Post image for Gutierrez: Hispanics ‘Scared’ Of GOP ‘Xenophobes’ ‘Living In The Past’


Carlos Gutierrez, who was Mitt Romney‘s advisor on Latino outreach, said yesterday that Romney lost the Hispanic vote because of “xenophobes” in the GOP. Gutierrez, who was the Secretary of Commerce under former President George W. Bush, added Republicans are “scaring the heck out of” Latinos.

“The Hispanics I know were scared of the Republican party,” he said on CNN’s “State of the Union” in a blunt assessment of Romney’s loss,” according to the Huffington Post:

“I think it has to do with our incredibly ridiculous primary process where we force people to say outrageous things, they get nominated, and they have to come back.”

Gutierrez worked under former President George W. Bush, who won around 40 percent of the Latino vote in 2004 — over 10 points more than Romney won this year. The Latino vote was a pivotal part of the 2012 election, and it is widely acknowledged that the Republican Party could be forever damaged if it can’t win over more Latinos in the future.

He said extremists in the party were fully to blame for Romney’s loss, pointing to “the anti-immigration talk, the xenophobes.” “It’s almost as if we are living in the past,” he added.

“Mitt Romney made some mistakes,” Gutierrez added. “I think the disease is the fact that the far right of the party controls the primary process.”

CNN notes:

In December, Romney vowed to veto the DREAM Act if he became president, saying instead he would support a path to residency – not citizenship – for undocumented immigrants who served in the military, but not other DREAM Act proposals.

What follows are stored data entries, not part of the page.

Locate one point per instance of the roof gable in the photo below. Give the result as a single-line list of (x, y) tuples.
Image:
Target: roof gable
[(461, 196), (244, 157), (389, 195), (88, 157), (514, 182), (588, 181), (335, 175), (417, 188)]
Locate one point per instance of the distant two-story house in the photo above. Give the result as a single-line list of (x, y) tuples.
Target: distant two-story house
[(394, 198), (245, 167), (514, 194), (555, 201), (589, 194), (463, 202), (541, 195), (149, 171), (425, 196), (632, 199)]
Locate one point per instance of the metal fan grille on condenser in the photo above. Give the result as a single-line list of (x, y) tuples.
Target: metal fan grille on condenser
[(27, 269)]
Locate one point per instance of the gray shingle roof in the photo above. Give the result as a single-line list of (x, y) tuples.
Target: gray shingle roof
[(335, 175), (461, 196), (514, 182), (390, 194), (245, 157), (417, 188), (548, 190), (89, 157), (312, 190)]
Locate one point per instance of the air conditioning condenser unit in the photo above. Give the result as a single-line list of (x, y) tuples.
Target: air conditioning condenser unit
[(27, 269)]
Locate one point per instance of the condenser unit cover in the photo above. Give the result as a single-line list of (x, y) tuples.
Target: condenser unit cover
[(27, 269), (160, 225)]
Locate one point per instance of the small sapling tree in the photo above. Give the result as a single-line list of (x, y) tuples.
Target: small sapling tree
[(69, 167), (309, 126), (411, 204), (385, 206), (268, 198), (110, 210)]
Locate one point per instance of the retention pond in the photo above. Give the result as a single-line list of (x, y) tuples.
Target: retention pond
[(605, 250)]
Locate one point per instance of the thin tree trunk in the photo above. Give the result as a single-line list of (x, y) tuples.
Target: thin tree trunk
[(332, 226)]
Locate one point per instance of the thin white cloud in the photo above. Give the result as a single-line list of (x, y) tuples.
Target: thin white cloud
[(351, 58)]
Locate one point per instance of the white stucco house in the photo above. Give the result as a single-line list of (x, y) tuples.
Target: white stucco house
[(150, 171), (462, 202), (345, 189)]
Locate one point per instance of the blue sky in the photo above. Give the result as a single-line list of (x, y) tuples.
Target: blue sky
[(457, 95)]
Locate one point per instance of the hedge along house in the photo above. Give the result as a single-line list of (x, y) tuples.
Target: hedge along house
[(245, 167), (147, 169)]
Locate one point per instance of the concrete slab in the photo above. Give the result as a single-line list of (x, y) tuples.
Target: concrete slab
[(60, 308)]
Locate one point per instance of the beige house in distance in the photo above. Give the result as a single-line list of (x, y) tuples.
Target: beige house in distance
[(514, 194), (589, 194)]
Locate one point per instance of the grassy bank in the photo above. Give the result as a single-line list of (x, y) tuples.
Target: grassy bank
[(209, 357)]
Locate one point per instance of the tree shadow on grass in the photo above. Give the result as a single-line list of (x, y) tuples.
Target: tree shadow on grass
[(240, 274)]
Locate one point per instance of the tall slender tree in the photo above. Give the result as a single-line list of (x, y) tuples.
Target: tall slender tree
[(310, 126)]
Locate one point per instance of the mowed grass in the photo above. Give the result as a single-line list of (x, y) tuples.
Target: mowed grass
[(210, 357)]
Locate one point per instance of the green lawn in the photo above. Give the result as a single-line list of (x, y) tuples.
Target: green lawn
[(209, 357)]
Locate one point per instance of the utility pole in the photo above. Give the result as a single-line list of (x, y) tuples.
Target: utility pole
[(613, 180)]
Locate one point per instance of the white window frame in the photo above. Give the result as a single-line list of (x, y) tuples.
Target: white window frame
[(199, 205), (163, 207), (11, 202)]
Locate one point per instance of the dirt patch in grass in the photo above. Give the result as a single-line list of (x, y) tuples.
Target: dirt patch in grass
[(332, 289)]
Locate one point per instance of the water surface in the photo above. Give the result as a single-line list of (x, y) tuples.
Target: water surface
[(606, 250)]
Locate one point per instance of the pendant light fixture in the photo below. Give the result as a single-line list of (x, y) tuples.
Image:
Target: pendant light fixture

Later, Romney gave a more detailed version of his stance, telling supporters at a fund-raiser in Florida that Republicans needed to offer their own version of the DREAM Act.

At a Republican presidential debate in January, Romney said he favored a system of “self-deportation,” a policy that involves making economic conditions so difficult for undocumented workers that they choose to leave the country to find better opportunities. That stance was derided both by Democrats and his Republican rivals.

Speaking Sunday, Gutierrez said Latino voters were scared of a Republican Party they regarded as anti-immigrant and downright xenophobic.

“They were scared of the anti-immigration talk. They were scared of xenophobes. It’s almost as if we’re living in the past,” Gutierrez added.

The proof, he said, was in the way Latinos voted: 27% cast ballots for Romney, compared to 31% who voted for Sen. John McCain in 2008 and 44% who supported George W. Bush in 2004.

“I would lay the blame squarely on the far-right wing of the Republican Party,” Gutierrez said.